Poll: Who believes in God?

Your beliefs

  • I believe in God

    Votes: 135 13.4%
  • I do not believe in God

    Votes: 445 44.1%
  • I used to believe but have lost my faith

    Votes: 42 4.2%
  • I used to disbelieve but have found my faith

    Votes: 7 0.7%
  • I believe there is "something" but not sure what

    Votes: 200 19.8%
  • I'm Agnostic

    Votes: 167 16.6%
  • I believe in multiple deities

    Votes: 13 1.3%

  • Total voters
    1,009
Hypothetical situation:

Let's say I claim to have received words from "God", with which I am told to record in some sort of structured way thus producing a document, much like the Bible. Will this then be regarded by believers as, I don't know... legitimate, and followed in similar ways as the Bible is?

Unlikely, unless lot's of people experianced such as the stories in the bible.
 
Hypothetical situation:

Let's say I claim to have received words from "God", with which I am told to record in some sort of structured way thus producing a document, much like the Bible. Will this then be regarded by believers as, I don't know... legitimate, and followed in similar ways as the Bible is?

Try it...?:)
 
I said there's no logic in picking certain elements to believe, and ignoring others from the same religion.

That's like saying, 'well I believe in the 10 commandments, but only rules 1, 2, 4 and 7'.

Religion is a personal thing. Interpretation of an established religion is also personal.

One person may understand the bible to mean one thing, while another may understand it to mean another. That doesn't make either person 'right' and neither does it mean either is necessarily wrong.
 
And it will do fine for me until something comes along to make me have a strong belief one way or another.

Until then, random chaos fits the bill perfectly.

For you it may do, but it's no more 'correct' than any assertion about the involvement of a deity. It's your faith, not verifiable information, that leads you to the conclusion.

What worries me is why so many people, especially those who lean toward atheism, believe faith to be a bad thing. There's nothing wrong with faith, providing you understand when you are using it and what it's limitations are.
 
Yes, but I also find it sad that people judge peoples faith, based on extremely narrow minded knowledge of mainstream religions.

I hope that isn't directed at me, I'm not judging anyone's faith and have a reasonably wide knowledge of quite a few religions, mainstream and otherwise. It is just irritating that the same old lie is trotted out time and time again to basically belittle the choices that Darwin made and bolster the Christian faith by "some" people.

FWIW I am agnostic and believe that people should fee free to believe whatever they want.

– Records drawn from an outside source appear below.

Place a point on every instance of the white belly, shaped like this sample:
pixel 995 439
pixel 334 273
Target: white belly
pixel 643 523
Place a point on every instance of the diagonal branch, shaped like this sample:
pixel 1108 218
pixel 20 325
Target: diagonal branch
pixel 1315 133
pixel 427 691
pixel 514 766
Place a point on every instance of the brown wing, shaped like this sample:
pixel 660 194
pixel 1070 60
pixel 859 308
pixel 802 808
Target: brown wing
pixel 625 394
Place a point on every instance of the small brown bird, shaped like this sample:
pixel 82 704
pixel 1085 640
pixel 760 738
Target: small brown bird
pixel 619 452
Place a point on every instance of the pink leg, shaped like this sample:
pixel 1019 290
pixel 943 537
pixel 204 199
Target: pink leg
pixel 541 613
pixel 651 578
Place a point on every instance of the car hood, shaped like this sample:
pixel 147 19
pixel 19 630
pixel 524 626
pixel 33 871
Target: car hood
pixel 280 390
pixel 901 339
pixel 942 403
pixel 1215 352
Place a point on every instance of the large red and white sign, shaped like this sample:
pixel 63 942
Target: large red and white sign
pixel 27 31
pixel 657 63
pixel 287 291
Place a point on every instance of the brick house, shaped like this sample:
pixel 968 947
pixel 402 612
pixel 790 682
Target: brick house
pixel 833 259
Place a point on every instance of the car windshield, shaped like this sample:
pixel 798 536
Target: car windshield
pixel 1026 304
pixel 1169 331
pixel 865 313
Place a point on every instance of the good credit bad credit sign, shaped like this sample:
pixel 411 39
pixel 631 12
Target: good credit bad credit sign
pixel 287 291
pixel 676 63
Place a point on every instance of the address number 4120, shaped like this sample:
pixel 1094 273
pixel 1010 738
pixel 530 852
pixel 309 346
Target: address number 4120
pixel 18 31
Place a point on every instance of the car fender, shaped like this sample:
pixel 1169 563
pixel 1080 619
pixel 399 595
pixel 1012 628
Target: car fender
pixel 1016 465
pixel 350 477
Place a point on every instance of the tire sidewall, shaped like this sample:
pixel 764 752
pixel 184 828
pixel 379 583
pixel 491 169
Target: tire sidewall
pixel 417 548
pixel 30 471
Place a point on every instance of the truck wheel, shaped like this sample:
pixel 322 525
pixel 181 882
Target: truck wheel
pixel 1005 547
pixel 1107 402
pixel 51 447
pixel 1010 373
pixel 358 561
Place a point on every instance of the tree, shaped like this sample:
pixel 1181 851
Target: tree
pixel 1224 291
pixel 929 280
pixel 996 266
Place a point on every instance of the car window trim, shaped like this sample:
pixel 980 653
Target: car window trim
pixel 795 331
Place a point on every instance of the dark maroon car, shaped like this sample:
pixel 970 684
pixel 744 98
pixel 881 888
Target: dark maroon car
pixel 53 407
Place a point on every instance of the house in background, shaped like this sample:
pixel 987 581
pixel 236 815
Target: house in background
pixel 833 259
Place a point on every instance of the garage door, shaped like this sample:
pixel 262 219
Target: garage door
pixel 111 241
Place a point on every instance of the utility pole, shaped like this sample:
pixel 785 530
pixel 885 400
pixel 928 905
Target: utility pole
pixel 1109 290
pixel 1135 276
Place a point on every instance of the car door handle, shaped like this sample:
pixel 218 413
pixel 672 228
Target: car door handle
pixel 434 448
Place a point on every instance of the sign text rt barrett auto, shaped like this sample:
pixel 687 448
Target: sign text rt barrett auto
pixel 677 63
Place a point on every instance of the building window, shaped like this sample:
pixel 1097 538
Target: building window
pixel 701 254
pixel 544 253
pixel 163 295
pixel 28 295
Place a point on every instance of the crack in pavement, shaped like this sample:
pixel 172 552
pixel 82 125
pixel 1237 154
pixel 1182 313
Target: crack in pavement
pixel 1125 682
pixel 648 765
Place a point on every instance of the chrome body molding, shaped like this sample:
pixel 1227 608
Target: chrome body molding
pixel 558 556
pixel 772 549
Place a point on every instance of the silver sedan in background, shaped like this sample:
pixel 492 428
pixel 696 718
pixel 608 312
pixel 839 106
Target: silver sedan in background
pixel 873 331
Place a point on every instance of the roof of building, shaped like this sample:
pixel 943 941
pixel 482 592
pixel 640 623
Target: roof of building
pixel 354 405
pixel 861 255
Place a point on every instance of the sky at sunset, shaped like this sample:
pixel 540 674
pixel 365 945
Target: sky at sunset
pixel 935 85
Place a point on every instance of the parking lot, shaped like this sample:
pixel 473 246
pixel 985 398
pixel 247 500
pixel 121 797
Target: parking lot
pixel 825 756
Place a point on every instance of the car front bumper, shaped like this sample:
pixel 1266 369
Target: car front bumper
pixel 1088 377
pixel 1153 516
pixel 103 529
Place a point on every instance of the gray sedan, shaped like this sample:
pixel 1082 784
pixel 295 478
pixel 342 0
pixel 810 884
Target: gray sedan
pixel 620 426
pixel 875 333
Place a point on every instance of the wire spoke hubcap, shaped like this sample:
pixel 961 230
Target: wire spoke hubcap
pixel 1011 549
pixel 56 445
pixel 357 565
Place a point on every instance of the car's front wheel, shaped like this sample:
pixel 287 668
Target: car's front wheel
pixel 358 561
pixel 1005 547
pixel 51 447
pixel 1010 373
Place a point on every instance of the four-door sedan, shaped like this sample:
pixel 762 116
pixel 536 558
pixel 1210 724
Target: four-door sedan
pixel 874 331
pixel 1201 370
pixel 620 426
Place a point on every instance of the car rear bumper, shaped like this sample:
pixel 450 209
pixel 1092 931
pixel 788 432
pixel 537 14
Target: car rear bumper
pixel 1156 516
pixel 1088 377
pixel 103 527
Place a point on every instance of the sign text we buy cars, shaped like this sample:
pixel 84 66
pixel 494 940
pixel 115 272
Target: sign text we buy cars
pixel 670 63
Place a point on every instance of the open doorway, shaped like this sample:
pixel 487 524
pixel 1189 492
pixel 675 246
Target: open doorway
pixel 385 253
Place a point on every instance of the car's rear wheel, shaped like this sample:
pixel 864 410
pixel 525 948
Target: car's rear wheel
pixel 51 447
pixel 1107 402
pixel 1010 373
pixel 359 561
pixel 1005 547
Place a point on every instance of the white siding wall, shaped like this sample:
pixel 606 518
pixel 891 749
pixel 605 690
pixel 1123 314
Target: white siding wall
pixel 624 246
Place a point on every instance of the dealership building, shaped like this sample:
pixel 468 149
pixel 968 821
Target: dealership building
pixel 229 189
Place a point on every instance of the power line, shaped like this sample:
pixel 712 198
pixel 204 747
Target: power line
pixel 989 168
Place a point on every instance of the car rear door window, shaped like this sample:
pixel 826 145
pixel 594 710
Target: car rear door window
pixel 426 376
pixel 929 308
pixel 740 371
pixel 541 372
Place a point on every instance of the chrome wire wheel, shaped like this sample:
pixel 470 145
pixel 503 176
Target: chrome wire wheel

It is when those beliefs start impacting me do they actually bother me.
 
What worries me is why so many people, especially those who lean toward atheism, believe faith to be a bad thing. There's nothing wrong with faith, providing you understand when you are using it and what it's limitations are.
Quite so. I think it's the challenging of fundamental assumptions that causes the problem.
 
So Yantorsen, do you believe in Sin and that Sin is responsible for "bad things" happening I'm asking what you think, your view.
 
Agreed. The distinction between:

"don't believe in God"

and

"believe there is no god"

is subtle, but extremely important.



edit: is this strong/weak atheism?

Sort of, although it depends how you define belief and disbelief. Generally in philosphy and theological debates, there's a difference between don't believe and disbelief, one being simply an absence of belief, the other being something more positive.

Weak atheism generally is that you disbelieve in God, either through lack of evidence or through assumption driven inductive reasoning, strong atheism is the position that you 'know' there is no God. This is probably going to lead to a big debate, because in the last 20 years or so there has been a major effort by some atheist groups to change the definition to include everyone who doesn't actively have faith in a god in their frame, but I prefer the classical definition as it's far more useful in this sort of discussion.

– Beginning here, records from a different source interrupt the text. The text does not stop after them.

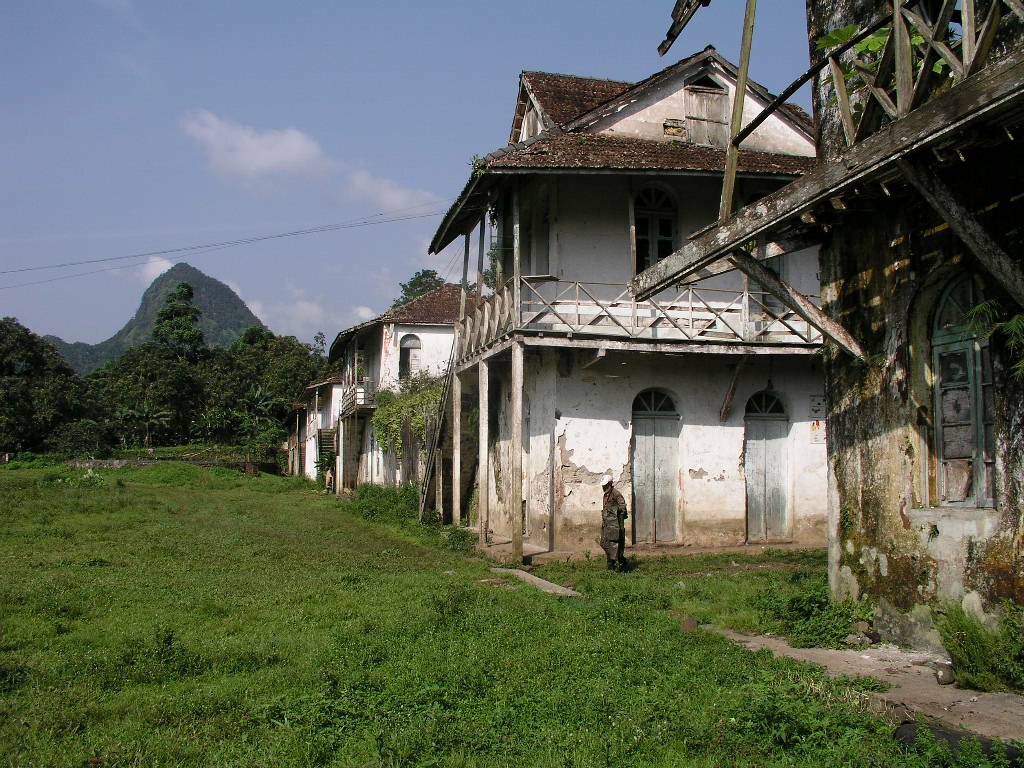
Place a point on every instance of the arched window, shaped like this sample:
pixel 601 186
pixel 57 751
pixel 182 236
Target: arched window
pixel 964 414
pixel 409 355
pixel 653 402
pixel 654 224
pixel 765 404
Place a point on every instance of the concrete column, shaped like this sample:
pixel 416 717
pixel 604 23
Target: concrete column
pixel 479 257
pixel 516 260
pixel 457 448
pixel 483 466
pixel 516 452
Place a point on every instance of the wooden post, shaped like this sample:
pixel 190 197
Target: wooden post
pixel 479 258
pixel 439 481
pixel 966 225
pixel 732 153
pixel 483 465
pixel 516 265
pixel 457 442
pixel 465 281
pixel 769 280
pixel 515 451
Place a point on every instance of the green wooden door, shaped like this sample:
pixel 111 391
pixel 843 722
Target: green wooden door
pixel 766 468
pixel 655 468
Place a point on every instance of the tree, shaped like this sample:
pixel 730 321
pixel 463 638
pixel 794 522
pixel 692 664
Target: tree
pixel 176 324
pixel 422 283
pixel 38 390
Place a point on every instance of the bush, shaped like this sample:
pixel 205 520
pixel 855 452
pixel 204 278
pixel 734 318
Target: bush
pixel 82 438
pixel 395 504
pixel 985 658
pixel 810 617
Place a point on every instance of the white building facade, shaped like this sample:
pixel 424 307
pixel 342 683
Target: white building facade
pixel 414 339
pixel 706 402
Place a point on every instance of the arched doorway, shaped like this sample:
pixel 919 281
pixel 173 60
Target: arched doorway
pixel 409 355
pixel 655 467
pixel 766 467
pixel 964 418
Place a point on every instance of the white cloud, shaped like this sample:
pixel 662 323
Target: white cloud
pixel 385 194
pixel 301 315
pixel 237 151
pixel 153 269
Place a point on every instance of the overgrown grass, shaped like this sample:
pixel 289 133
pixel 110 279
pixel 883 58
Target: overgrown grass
pixel 986 658
pixel 177 615
pixel 781 592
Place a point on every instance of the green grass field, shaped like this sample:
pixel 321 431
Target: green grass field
pixel 181 616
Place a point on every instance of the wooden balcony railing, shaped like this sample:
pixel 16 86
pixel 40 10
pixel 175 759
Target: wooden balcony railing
pixel 359 394
pixel 607 310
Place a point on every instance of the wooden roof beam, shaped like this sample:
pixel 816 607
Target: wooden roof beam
pixel 976 97
pixel 966 225
pixel 802 305
pixel 778 247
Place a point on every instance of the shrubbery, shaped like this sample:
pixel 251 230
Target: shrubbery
pixel 985 658
pixel 811 617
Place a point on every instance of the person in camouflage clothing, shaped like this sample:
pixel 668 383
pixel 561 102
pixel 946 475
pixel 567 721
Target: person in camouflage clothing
pixel 613 524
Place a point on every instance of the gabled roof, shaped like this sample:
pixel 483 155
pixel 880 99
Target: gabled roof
pixel 563 97
pixel 603 152
pixel 569 144
pixel 438 307
pixel 793 113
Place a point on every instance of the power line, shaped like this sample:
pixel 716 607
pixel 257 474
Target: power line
pixel 368 221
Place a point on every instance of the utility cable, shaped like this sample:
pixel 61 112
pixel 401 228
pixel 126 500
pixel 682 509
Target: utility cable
pixel 367 221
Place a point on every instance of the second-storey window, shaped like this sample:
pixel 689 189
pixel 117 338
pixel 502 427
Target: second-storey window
pixel 654 224
pixel 409 355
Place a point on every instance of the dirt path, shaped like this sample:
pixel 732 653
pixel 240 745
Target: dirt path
pixel 913 685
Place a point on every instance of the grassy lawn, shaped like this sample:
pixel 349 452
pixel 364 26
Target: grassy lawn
pixel 176 615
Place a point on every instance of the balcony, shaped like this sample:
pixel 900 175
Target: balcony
pixel 360 395
pixel 686 315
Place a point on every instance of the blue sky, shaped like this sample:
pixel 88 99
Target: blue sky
pixel 135 126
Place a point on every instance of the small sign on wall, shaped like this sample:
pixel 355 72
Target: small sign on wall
pixel 817 414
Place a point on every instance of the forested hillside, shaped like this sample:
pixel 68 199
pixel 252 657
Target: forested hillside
pixel 224 316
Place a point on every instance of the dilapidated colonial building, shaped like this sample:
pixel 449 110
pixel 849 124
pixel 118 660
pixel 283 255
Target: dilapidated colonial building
pixel 918 206
pixel 413 338
pixel 704 401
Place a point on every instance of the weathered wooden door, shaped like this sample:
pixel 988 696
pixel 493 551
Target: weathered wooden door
pixel 965 448
pixel 765 455
pixel 655 468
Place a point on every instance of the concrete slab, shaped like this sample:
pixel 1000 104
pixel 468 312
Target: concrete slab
pixel 541 584
pixel 913 684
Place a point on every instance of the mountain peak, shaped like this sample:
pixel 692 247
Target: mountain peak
pixel 224 316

The other problem is the use of the term believe in as being equivilent to having faith in. Take myself, I don't have faith in the christian god, I'm not a christian, but I wouldn't say I have enough information to disbelieve in their existance (although I would argue the whole only god deal, although that doesn't actually appear in the text, only the intepretations). I simply don't care whether they exist or not, I have no belief either way on the issue...

It all gets very confusing...
 
I may continue with this idea.

Let's say I got enough atheists together to say they had the same experience with "God", would we then be able to do such a thing as I mentioned in my previous post.

It is an interesting idea. I'd like to know what you'd base your book on. Would it champion science as the 'be all and end all' and a provider of ultimate truth?
 
So Yantorsen, do you believe in Sin and that Sin is responsible for "bad things" happening I'm asking what you think, your view.

I think that something along the lines of what Sin is has an effect on people which in turn causes bad things to happen, directly or indirectly.